Le tappe principali della via bilaterale 

Il 6 dicembre 1992, i cittadini svizzeri rifiutano con il 50,3% dei voti la proposta di adesione allo Spazio economico europeo (SEE). Il Consiglio federale congela quindi la domanda di adesione all’UE, presentata qualche mese prima, e opta per la negoziazione di accordi settoriali con Bruxelles. 

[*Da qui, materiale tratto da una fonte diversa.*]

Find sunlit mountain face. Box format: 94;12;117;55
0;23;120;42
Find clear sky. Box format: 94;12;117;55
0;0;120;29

Firmato il 21 giugno 1999, il primo pacchetto di accordi bilaterali viene approvato dal 67,2% dei votanti il 21 maggio 2000. I sette accordi (bilaterali I) entrano in vigore il 1° giugno 2002. Il 25 settembre 2005, l’estensione dell’accordo sulla libera circolazione delle persone ai 10 nuovi membri dell’UE è approvata dal 56% dei votanti. 

Una seconda serie di accordi bilaterali viene firmata il 26 ottobre 2004 tra la Svizzera e l’UE. A differenza del primo pacchetto di trattati bilaterali, questi nove accordi non sono legalmente vincolati l’uno all’altro. I bilaterali II non sono solo di natura economica, ma comprendono anche settori quali la sicurezza, l’asilo, l’ambiente e la cultura. Solo l’accordo di associazione a Schengen/Dublino viene combattuto da un referendum. Il 5 giugno 2005, il popolo svizzero approva questo trattato con il 54,6% dei voti. 

Il 9 febbraio 2014, il 50,3% dei votanti approva un’iniziativa dell’UDC, che esige la reintroduzione di quote sull’immigrazione. Più di due anni dopo voto, il governo sta ancora cercando di trovare una soluzione con Bruxelles al fine di non compromettere l’accordo sulla libera circolazione delle persone e, quindi, l’intero primo pacchetto di accordi bilaterali. Nulla, tuttavia, sarà probabilmente sbloccato prima del 23 giugno, il giorno del referendum britannico sull’appartenenza all’UE.